What is the smallest number that has all the numbers from 1 to 20 as factors? Or, what is the Least Common Multiple (LCM) of 1 to 20?
Solution
The simplest solution would be to start from 1 and test each number for factors 1 to 20. This works, but is very expensive - we would need to check 20n factors, where n is the smallest number for which all numbers from 1 to 20 are factors. Although we don’t know in advance what n will be, its upper limit is 20! (i.e. 20 x 19 x 18 …), which is a huge number. Factorisation is also expensive, as it often involves a division instruction (some can be converted to shifts or multiplications).
Our first question therefore is: how do we reduce the search space from 1..20! to a more manageable size? There are two main changes we can make.

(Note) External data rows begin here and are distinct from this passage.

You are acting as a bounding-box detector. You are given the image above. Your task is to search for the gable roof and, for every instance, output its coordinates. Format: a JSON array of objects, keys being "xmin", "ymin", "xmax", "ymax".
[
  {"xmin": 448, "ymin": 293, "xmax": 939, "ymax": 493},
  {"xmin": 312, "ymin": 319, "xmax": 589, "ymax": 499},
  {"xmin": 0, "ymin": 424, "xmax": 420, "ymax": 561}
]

Only check multiples of the highest factor. Only multiples of x will have x as a factor. In this particular example our largest factor is 20, so we only need to check every 20th number (20, 40, 60, …). Any numbers in between will not have 20 as a factor, and therefore we do not need to test any of the other factors either. This simple observation reduces the search space by 95%, as we only need to check 5% (1 in every 20) of the numbers.

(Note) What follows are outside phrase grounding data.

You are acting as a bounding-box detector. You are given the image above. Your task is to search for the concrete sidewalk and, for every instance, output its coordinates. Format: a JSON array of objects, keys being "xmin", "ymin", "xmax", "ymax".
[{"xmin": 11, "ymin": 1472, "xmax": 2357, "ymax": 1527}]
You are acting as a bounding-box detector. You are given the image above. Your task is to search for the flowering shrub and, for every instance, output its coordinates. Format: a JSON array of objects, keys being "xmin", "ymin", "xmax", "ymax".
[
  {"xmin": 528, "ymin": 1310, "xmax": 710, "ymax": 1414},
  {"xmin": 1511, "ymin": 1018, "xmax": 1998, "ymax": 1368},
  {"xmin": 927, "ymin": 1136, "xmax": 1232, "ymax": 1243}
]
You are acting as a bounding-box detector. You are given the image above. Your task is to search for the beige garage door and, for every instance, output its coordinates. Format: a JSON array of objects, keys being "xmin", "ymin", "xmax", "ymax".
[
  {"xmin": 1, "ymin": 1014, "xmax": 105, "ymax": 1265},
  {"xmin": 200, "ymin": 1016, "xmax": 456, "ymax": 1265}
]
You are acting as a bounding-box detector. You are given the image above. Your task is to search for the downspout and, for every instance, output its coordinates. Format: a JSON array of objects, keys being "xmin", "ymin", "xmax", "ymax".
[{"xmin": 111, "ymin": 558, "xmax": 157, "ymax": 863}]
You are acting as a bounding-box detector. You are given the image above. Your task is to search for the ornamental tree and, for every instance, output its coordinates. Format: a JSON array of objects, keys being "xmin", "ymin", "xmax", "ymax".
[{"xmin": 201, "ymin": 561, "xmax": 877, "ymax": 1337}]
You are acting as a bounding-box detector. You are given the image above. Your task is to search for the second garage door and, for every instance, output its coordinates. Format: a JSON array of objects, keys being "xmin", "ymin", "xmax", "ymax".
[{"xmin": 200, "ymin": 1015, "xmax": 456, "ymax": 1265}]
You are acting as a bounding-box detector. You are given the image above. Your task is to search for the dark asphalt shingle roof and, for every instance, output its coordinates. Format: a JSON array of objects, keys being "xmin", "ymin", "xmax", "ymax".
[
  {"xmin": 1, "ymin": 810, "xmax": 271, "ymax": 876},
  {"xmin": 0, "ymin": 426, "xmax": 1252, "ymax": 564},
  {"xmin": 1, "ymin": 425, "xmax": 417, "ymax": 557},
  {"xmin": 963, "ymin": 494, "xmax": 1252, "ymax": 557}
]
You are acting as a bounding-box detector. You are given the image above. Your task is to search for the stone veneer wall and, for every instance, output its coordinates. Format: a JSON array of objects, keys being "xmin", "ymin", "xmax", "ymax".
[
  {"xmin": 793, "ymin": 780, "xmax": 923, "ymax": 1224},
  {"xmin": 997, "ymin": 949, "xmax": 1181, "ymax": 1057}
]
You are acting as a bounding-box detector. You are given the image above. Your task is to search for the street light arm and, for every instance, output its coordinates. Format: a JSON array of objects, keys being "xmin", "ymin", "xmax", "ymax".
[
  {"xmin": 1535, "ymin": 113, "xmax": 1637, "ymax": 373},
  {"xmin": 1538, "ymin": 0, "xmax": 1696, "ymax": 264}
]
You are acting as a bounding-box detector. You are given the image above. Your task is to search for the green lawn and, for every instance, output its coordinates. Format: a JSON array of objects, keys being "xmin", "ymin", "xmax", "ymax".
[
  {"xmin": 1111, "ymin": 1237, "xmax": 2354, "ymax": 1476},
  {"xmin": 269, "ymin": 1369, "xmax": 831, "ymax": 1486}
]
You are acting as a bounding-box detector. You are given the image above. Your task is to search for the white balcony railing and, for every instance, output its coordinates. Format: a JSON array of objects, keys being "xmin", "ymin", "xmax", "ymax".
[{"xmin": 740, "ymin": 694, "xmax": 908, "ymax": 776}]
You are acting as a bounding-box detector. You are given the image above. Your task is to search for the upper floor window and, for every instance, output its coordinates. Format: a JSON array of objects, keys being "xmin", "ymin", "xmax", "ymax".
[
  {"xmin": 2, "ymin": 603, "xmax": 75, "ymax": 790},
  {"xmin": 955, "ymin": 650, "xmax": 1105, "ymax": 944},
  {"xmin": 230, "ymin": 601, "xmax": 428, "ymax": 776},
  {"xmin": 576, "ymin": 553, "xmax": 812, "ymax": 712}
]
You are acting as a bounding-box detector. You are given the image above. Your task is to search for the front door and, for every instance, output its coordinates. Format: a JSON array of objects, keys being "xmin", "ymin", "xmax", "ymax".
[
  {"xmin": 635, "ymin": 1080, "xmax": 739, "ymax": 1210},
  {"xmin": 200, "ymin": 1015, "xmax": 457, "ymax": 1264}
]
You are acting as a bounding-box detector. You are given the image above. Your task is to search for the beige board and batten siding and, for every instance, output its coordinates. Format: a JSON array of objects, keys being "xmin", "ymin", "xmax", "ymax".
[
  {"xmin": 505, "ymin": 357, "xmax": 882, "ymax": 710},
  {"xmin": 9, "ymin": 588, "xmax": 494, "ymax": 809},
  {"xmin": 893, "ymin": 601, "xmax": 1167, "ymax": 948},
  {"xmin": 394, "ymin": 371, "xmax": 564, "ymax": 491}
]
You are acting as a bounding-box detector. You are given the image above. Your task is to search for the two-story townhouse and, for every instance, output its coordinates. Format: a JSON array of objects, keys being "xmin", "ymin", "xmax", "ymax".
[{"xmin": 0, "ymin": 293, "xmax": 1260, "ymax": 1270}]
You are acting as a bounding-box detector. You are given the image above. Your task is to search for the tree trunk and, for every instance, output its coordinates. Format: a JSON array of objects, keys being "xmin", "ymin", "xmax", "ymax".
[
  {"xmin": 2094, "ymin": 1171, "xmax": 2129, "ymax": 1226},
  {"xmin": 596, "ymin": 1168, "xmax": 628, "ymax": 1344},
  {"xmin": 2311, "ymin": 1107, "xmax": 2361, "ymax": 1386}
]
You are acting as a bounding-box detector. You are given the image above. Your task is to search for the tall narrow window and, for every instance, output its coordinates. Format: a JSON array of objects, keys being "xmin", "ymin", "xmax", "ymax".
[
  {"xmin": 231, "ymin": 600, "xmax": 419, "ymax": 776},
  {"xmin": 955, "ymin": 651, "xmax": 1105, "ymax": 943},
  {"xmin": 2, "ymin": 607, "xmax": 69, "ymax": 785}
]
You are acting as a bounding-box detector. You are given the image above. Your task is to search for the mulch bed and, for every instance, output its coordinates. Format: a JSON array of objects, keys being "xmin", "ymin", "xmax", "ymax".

Only check the top half of the factors list. If we split the list of factors in half, we end up with (1 to 10) and (11 to 20). Each element in the first set is a factor of at least one element in the second set (2 is a factor of 12, 3 is a factor of 12, 4 is a factor of 16 etc.) If a number, f, is a factor of another number, f’, then any number which has f’ as a factor will also have f as a factor. For example, if we know that 16 is a factor of 32, then we know that 2, 4 and 8 are also factors of 32, because they are factors of 16. This means that we only have to check the second set of factors, reducing the number of checks by 50%.
If we combine these two methods, we reduce the number of calculations from 20n to n (95% reduction) and then to n/2 (50% reduction), or 2.5% of our simplest solution.
package main
import "fmt"
func main() {
const highestFactor = 20
const lowestFactor = 11
const requiredFactorCount = 9
smallestNumber := 0
for currentNumber := highestFactor; smallestNumber == 0; currentNumber += highestFactor {
currentFactorCount := 0
for currentFactor := lowestFactor; currentFactor < highestFactor; currentFactor++ {
if currentNumber%currentFactor == 0 {
currentFactorCount++
} else {
break
}
}
if currentFactorCount == requiredFactorCount {
smallestNumber = currentNumber
}
}
fmt.Println(smallestNumber)
}This takes 0.18s to run on my machine.